In West Belfast, can we think outside the box, and, if so, what about you, the people, welcoming into this revolutionary neighbourhood, Mr George Galloway!

George is dedicated to Irish republicanism and was here most recently in 2010, when he was a guest on the ‘Gerry Kelly Show’ in St Kevin’s Hall.

Okay, George is a member of the Respect Party, and formerly MP for Bethnal Green and Bow and took his Westminster seat, which, since Arthur Griffith, Sinn Féin’s principles abjure.

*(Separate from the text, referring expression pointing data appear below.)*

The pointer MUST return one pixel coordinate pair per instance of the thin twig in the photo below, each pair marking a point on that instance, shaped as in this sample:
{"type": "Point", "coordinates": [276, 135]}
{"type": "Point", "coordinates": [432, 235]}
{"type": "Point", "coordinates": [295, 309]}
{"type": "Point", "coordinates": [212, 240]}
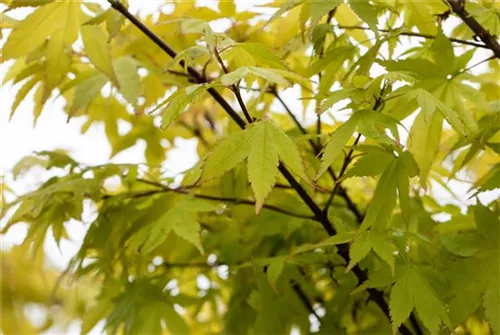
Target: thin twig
{"type": "Point", "coordinates": [458, 7]}
{"type": "Point", "coordinates": [166, 189]}
{"type": "Point", "coordinates": [413, 34]}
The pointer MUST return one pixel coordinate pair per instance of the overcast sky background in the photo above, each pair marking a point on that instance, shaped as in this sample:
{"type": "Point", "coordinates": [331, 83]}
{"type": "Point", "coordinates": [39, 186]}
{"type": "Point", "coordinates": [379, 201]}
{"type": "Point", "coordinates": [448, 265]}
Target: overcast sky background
{"type": "Point", "coordinates": [19, 138]}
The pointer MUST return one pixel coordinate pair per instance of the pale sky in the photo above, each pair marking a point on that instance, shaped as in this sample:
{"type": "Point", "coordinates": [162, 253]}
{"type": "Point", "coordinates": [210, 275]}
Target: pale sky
{"type": "Point", "coordinates": [19, 138]}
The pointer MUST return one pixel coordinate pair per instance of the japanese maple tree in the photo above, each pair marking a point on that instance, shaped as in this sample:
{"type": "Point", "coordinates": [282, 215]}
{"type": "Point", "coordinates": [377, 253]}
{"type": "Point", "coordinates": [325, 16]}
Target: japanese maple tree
{"type": "Point", "coordinates": [324, 131]}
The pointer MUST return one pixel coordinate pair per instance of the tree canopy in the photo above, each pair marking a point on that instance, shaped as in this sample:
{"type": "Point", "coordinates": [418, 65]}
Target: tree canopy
{"type": "Point", "coordinates": [325, 130]}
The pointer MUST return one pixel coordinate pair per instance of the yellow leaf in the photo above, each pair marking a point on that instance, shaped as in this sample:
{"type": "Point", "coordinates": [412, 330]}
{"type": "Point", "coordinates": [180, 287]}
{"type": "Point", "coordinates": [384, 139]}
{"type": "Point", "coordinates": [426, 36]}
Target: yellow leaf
{"type": "Point", "coordinates": [97, 50]}
{"type": "Point", "coordinates": [31, 32]}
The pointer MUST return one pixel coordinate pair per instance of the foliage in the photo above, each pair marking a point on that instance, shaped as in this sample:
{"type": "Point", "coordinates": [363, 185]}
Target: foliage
{"type": "Point", "coordinates": [331, 228]}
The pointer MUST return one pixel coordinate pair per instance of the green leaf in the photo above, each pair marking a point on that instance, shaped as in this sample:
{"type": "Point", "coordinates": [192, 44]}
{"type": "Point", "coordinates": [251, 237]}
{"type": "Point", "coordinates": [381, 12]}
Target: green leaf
{"type": "Point", "coordinates": [274, 270]}
{"type": "Point", "coordinates": [59, 47]}
{"type": "Point", "coordinates": [181, 217]}
{"type": "Point", "coordinates": [401, 301]}
{"type": "Point", "coordinates": [375, 241]}
{"type": "Point", "coordinates": [87, 90]}
{"type": "Point", "coordinates": [177, 103]}
{"type": "Point", "coordinates": [97, 49]}
{"type": "Point", "coordinates": [383, 201]}
{"type": "Point", "coordinates": [227, 154]}
{"type": "Point", "coordinates": [359, 249]}
{"type": "Point", "coordinates": [443, 53]}
{"type": "Point", "coordinates": [412, 289]}
{"type": "Point", "coordinates": [264, 145]}
{"type": "Point", "coordinates": [338, 141]}
{"type": "Point", "coordinates": [262, 163]}
{"type": "Point", "coordinates": [366, 12]}
{"type": "Point", "coordinates": [371, 164]}
{"type": "Point", "coordinates": [263, 54]}
{"type": "Point", "coordinates": [31, 32]}
{"type": "Point", "coordinates": [333, 98]}
{"type": "Point", "coordinates": [491, 303]}
{"type": "Point", "coordinates": [175, 323]}
{"type": "Point", "coordinates": [430, 308]}
{"type": "Point", "coordinates": [423, 142]}
{"type": "Point", "coordinates": [128, 78]}
{"type": "Point", "coordinates": [289, 152]}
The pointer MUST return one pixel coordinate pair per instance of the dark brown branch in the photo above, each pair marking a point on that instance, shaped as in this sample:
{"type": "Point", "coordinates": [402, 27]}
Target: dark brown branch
{"type": "Point", "coordinates": [305, 300]}
{"type": "Point", "coordinates": [317, 150]}
{"type": "Point", "coordinates": [413, 34]}
{"type": "Point", "coordinates": [343, 169]}
{"type": "Point", "coordinates": [166, 189]}
{"type": "Point", "coordinates": [235, 89]}
{"type": "Point", "coordinates": [343, 249]}
{"type": "Point", "coordinates": [458, 7]}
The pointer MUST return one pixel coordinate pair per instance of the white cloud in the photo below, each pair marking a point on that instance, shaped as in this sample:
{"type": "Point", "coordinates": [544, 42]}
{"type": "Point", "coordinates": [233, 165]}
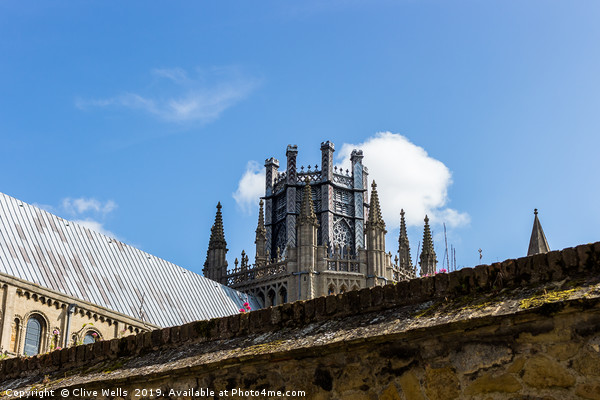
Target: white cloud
{"type": "Point", "coordinates": [82, 205]}
{"type": "Point", "coordinates": [177, 97]}
{"type": "Point", "coordinates": [407, 177]}
{"type": "Point", "coordinates": [250, 187]}
{"type": "Point", "coordinates": [89, 212]}
{"type": "Point", "coordinates": [95, 226]}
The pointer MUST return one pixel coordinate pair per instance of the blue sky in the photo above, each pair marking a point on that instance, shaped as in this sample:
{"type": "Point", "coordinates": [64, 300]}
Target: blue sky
{"type": "Point", "coordinates": [138, 117]}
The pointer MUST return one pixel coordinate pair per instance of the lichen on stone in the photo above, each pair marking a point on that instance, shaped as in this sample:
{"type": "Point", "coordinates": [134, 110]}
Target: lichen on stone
{"type": "Point", "coordinates": [546, 297]}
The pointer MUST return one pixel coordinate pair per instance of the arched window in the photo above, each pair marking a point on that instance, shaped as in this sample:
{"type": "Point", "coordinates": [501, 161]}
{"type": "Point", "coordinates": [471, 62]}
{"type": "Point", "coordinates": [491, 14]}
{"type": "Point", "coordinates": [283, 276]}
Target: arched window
{"type": "Point", "coordinates": [271, 296]}
{"type": "Point", "coordinates": [14, 336]}
{"type": "Point", "coordinates": [283, 294]}
{"type": "Point", "coordinates": [33, 336]}
{"type": "Point", "coordinates": [90, 337]}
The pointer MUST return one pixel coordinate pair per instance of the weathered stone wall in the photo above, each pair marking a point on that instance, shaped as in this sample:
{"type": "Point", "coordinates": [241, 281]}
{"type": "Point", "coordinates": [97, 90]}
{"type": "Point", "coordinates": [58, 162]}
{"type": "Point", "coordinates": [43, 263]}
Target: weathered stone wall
{"type": "Point", "coordinates": [520, 329]}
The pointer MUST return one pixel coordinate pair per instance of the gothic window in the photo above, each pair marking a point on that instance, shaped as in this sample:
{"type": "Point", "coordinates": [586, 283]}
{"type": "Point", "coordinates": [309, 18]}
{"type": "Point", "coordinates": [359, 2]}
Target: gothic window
{"type": "Point", "coordinates": [283, 294]}
{"type": "Point", "coordinates": [343, 203]}
{"type": "Point", "coordinates": [90, 337]}
{"type": "Point", "coordinates": [271, 296]}
{"type": "Point", "coordinates": [343, 234]}
{"type": "Point", "coordinates": [279, 208]}
{"type": "Point", "coordinates": [33, 336]}
{"type": "Point", "coordinates": [14, 337]}
{"type": "Point", "coordinates": [280, 240]}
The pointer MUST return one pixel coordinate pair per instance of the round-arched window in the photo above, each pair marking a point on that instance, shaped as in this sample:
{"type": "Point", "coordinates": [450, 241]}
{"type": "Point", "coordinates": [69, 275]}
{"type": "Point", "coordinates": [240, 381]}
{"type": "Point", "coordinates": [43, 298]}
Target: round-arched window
{"type": "Point", "coordinates": [33, 336]}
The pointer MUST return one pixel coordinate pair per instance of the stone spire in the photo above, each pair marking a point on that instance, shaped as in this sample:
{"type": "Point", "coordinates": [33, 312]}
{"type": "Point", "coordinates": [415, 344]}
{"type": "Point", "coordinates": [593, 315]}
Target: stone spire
{"type": "Point", "coordinates": [538, 243]}
{"type": "Point", "coordinates": [377, 260]}
{"type": "Point", "coordinates": [404, 246]}
{"type": "Point", "coordinates": [215, 266]}
{"type": "Point", "coordinates": [375, 218]}
{"type": "Point", "coordinates": [428, 261]}
{"type": "Point", "coordinates": [261, 236]}
{"type": "Point", "coordinates": [307, 209]}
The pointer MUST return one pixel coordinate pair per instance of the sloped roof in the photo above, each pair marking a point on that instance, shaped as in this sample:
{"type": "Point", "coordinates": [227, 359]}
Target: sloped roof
{"type": "Point", "coordinates": [61, 255]}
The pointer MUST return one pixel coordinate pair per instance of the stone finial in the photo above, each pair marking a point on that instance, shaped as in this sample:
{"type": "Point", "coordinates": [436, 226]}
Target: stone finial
{"type": "Point", "coordinates": [375, 217]}
{"type": "Point", "coordinates": [538, 243]}
{"type": "Point", "coordinates": [217, 234]}
{"type": "Point", "coordinates": [428, 259]}
{"type": "Point", "coordinates": [404, 245]}
{"type": "Point", "coordinates": [307, 210]}
{"type": "Point", "coordinates": [260, 229]}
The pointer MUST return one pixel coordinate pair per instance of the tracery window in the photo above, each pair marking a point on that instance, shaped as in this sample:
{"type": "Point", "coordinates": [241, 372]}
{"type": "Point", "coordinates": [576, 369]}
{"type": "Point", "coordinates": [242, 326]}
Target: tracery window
{"type": "Point", "coordinates": [90, 337]}
{"type": "Point", "coordinates": [343, 235]}
{"type": "Point", "coordinates": [33, 336]}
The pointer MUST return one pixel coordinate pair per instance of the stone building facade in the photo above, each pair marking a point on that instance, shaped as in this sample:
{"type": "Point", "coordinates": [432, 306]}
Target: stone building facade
{"type": "Point", "coordinates": [63, 284]}
{"type": "Point", "coordinates": [317, 234]}
{"type": "Point", "coordinates": [43, 320]}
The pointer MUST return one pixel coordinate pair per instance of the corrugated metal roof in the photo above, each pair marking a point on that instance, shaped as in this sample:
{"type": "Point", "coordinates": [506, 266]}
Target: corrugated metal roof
{"type": "Point", "coordinates": [58, 254]}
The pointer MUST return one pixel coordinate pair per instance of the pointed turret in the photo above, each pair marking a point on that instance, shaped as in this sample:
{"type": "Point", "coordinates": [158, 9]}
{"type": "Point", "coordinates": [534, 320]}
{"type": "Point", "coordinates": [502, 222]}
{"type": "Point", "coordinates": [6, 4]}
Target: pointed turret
{"type": "Point", "coordinates": [307, 243]}
{"type": "Point", "coordinates": [307, 208]}
{"type": "Point", "coordinates": [428, 260]}
{"type": "Point", "coordinates": [538, 243]}
{"type": "Point", "coordinates": [375, 232]}
{"type": "Point", "coordinates": [215, 266]}
{"type": "Point", "coordinates": [375, 217]}
{"type": "Point", "coordinates": [404, 246]}
{"type": "Point", "coordinates": [261, 236]}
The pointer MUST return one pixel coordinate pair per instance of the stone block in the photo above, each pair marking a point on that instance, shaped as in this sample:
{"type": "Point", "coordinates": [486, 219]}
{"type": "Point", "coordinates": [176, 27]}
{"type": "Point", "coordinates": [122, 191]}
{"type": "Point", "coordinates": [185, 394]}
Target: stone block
{"type": "Point", "coordinates": [389, 294]}
{"type": "Point", "coordinates": [298, 312]}
{"type": "Point", "coordinates": [330, 305]}
{"type": "Point", "coordinates": [320, 311]}
{"type": "Point", "coordinates": [353, 301]}
{"type": "Point", "coordinates": [504, 383]}
{"type": "Point", "coordinates": [585, 254]}
{"type": "Point", "coordinates": [508, 269]}
{"type": "Point", "coordinates": [541, 372]}
{"type": "Point", "coordinates": [64, 356]}
{"type": "Point", "coordinates": [233, 323]}
{"type": "Point", "coordinates": [481, 276]}
{"type": "Point", "coordinates": [587, 364]}
{"type": "Point", "coordinates": [175, 334]}
{"type": "Point", "coordinates": [441, 282]}
{"type": "Point", "coordinates": [524, 273]}
{"type": "Point", "coordinates": [243, 318]}
{"type": "Point", "coordinates": [427, 287]}
{"type": "Point", "coordinates": [571, 265]}
{"type": "Point", "coordinates": [404, 291]}
{"type": "Point", "coordinates": [222, 328]}
{"type": "Point", "coordinates": [276, 316]}
{"type": "Point", "coordinates": [590, 391]}
{"type": "Point", "coordinates": [476, 356]}
{"type": "Point", "coordinates": [441, 384]}
{"type": "Point", "coordinates": [377, 296]}
{"type": "Point", "coordinates": [365, 299]}
{"type": "Point", "coordinates": [156, 337]}
{"type": "Point", "coordinates": [555, 268]}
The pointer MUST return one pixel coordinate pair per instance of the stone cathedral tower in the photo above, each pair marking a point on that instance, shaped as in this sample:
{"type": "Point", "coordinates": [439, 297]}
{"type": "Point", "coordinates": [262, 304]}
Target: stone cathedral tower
{"type": "Point", "coordinates": [317, 234]}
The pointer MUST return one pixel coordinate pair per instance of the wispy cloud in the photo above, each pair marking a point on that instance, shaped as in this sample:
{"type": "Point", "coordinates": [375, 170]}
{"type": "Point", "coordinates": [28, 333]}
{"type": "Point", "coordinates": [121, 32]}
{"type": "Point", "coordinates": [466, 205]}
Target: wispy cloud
{"type": "Point", "coordinates": [250, 187]}
{"type": "Point", "coordinates": [407, 177]}
{"type": "Point", "coordinates": [82, 205]}
{"type": "Point", "coordinates": [90, 213]}
{"type": "Point", "coordinates": [175, 96]}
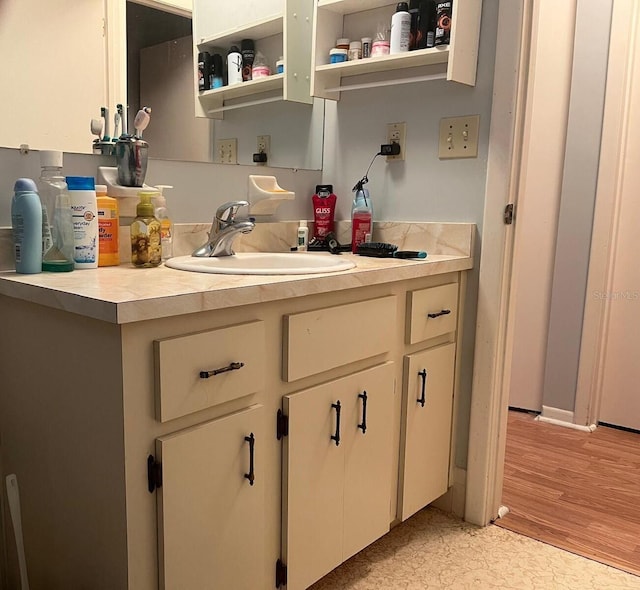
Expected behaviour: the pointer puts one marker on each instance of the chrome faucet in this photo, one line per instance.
(224, 230)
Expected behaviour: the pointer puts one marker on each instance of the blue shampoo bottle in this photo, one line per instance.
(26, 221)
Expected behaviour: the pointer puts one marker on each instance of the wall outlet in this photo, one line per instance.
(397, 133)
(263, 144)
(226, 151)
(459, 137)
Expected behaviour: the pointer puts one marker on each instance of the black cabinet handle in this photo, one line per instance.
(363, 396)
(230, 367)
(423, 398)
(251, 476)
(336, 436)
(439, 313)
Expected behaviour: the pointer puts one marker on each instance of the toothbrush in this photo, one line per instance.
(123, 118)
(96, 128)
(104, 113)
(116, 125)
(141, 121)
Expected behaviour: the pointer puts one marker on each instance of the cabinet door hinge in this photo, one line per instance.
(508, 214)
(281, 574)
(154, 473)
(282, 425)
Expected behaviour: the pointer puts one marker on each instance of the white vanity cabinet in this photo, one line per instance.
(428, 397)
(337, 472)
(135, 470)
(211, 504)
(354, 19)
(279, 28)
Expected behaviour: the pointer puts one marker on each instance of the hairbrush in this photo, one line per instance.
(384, 250)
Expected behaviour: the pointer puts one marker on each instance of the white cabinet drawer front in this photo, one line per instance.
(432, 312)
(235, 354)
(323, 339)
(426, 429)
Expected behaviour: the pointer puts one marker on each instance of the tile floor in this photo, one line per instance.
(432, 550)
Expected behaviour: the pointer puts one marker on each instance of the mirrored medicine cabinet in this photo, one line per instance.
(71, 59)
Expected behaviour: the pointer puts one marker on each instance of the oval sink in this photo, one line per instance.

But, boy, did George use his status to tear stripes off the establishment!

He is a republican, articulate, personable, loyal and dedicated, and one of the greatest supporters of our Palestinian brothers and sisters. In 2005, when summoned to the US Senate to be humiliated and explain his stance on the Middle East he turned the anticipated outcome on its head and put American foreign policy in the dock.

As an MP he was, of course, not an abstentionist, simply because non-attendance does not have the same historical resonance for British or Scottish-born people as it has for Irish republicans.

If he were acceptable to the people of West Belfast and Sinn Féin, he would probably have to run as an ‘independent’ because of the abstentionist problem.

Last year republicans asked people to vote for Alasdair McDonnell, so why would there be a problem in voting for George, he taking his seat, berating the Brits over Pat Finucane, collusion, the bloodshed they have caused, their war crimes?

I know that in Westminster his incendiary presence would be a voice for the oppressed of this earth. It would be us ‘invading’ them, a major reversal of colonialism, a statement of our internationalism.

On the other hand, I, former editor of ‘An Phoblacht/Republican News’, former national director of publicity for Sinn Féin, former MLA for Mid-Ulster, have no up-and-coming hospital appointments for my haemochromatosis, achalasia, hypertension and chronic arthritis; am completely free and have nothing to do over the life-time of the next parliament!

Just teasing. I would far prefer to be nominated for the House of Lords – within strangling range of a certain Thatcher.